Tu es plus fortuné que tu ne crois, si tu as un toit. Écris ce que tu vois. Ou tu as marché, à qui tu as parlé. Aujourd’hui, et hier, et avant-hier. Et demain. Surtout demain. Comment c’était et quelle sera la prochaine route. D’abord, vérifie tes mains, tes pieds, tes pas sur le sentier. Comment le temps passe, tu ne t’en soucieras plus. Dessine des étoiles, pas sur un écran. Cherche la compagnie de ceux qui te veulent du bien. De tes épaules alors tomberont des pierres, des gouttes, du tonnerre. Peut-être.

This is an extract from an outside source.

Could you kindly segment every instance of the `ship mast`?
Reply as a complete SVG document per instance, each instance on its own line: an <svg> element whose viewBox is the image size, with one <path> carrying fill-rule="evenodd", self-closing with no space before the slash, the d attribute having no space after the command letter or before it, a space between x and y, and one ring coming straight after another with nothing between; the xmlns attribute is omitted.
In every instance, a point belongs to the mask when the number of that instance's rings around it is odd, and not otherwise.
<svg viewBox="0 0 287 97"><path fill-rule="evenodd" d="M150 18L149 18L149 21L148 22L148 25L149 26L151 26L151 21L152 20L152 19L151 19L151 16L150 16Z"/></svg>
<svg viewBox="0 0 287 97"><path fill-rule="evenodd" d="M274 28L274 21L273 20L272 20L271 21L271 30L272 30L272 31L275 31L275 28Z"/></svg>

Qui sait ? Même toi tu ignores, tout ce que tu peux laisser derrière.

Quelque chose va grandir, d’énorme à l’intérieur. Va pousser, te guérir un peu. Pas complètement. On ne guérit jamais complètement. C’est un leurre. C’est ce qui compte le plus. Ce qu’ils nomment « sauvage » en toi. Qu’est-ce qu’ils en savent. Tu erreras en silence, vers des jetées, des forêts, des océans, peut-être. C’est beau. Un beau cliché. Ne le partage pas tout de suite alors. Garde tes images. Elles deviendront des visions. Tu absorberas tout ce qui n’est pas communiqué.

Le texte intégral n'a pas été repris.